Yazdan is a Persian name meaning God or divine being.
Yazdan is an ancient Persian name of Avestan origin, derived from the word "yazata," meaning a divine being worthy of worship or a holy entity. In Zoroastrianism — the world's oldest monotheistic religion, founded in ancient Persia around the second millennium BCE — the yazatas are celestial beings created by Ahura Mazda, the supreme deity, to assist in the governance of the cosmos. Yazdan itself came to mean simply "God" in classical Persian and is closely related to the word "yazdaan," the plural form still used in Zoroastrian prayers and literature.
The name carries extraordinary historical depth. Persian poets and mystics invoked "Yazdan" across centuries of classical literature: it appears in the Shahnameh, Ferdowsi's tenth-century epic history of Persian kings, and in the ghazals of poets who used it interchangeably with divine love. The Zoroastrian diaspora — concentrated today in India (where Zoroastrians are called Parsis), Iran, and diaspora communities in North America and Europe — has kept the name alive as part of a deliberate effort to preserve pre-Islamic Persian heritage and identity.

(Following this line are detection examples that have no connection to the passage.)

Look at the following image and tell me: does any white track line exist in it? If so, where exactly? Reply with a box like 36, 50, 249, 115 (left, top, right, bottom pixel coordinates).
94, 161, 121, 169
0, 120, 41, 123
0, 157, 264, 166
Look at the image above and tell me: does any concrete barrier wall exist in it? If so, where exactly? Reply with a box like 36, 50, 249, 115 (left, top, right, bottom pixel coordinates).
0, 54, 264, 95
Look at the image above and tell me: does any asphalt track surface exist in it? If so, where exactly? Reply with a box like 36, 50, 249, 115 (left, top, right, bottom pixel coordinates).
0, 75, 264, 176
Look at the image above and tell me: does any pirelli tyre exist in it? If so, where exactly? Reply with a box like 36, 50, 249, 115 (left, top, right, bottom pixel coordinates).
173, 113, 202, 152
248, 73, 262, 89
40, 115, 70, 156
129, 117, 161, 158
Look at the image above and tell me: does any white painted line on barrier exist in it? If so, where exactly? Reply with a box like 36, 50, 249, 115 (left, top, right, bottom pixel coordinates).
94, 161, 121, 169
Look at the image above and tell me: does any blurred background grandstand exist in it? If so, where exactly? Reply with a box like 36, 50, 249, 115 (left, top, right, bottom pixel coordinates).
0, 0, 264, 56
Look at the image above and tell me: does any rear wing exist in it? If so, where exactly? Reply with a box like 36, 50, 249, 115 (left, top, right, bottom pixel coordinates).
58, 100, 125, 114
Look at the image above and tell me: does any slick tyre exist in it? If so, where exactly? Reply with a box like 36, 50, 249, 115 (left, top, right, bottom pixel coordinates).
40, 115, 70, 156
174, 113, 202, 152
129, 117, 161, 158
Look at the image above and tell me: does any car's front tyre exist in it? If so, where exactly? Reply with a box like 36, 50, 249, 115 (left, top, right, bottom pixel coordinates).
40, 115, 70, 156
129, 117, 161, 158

In modern Iran, Yazdan remains in use among both Muslim and Zoroastrian families, appreciated for its pre-Islamic roots and its crisp, dignified sound. Among Persian diaspora communities globally, it has seen a modest revival as families seek names that connect children to a specifically Persian cultural heritage — distinct from and older than the Arabic-Islamic naming tradition that predominates in much of the region. Yazdan is, in a very real sense, a name that carries a civilization.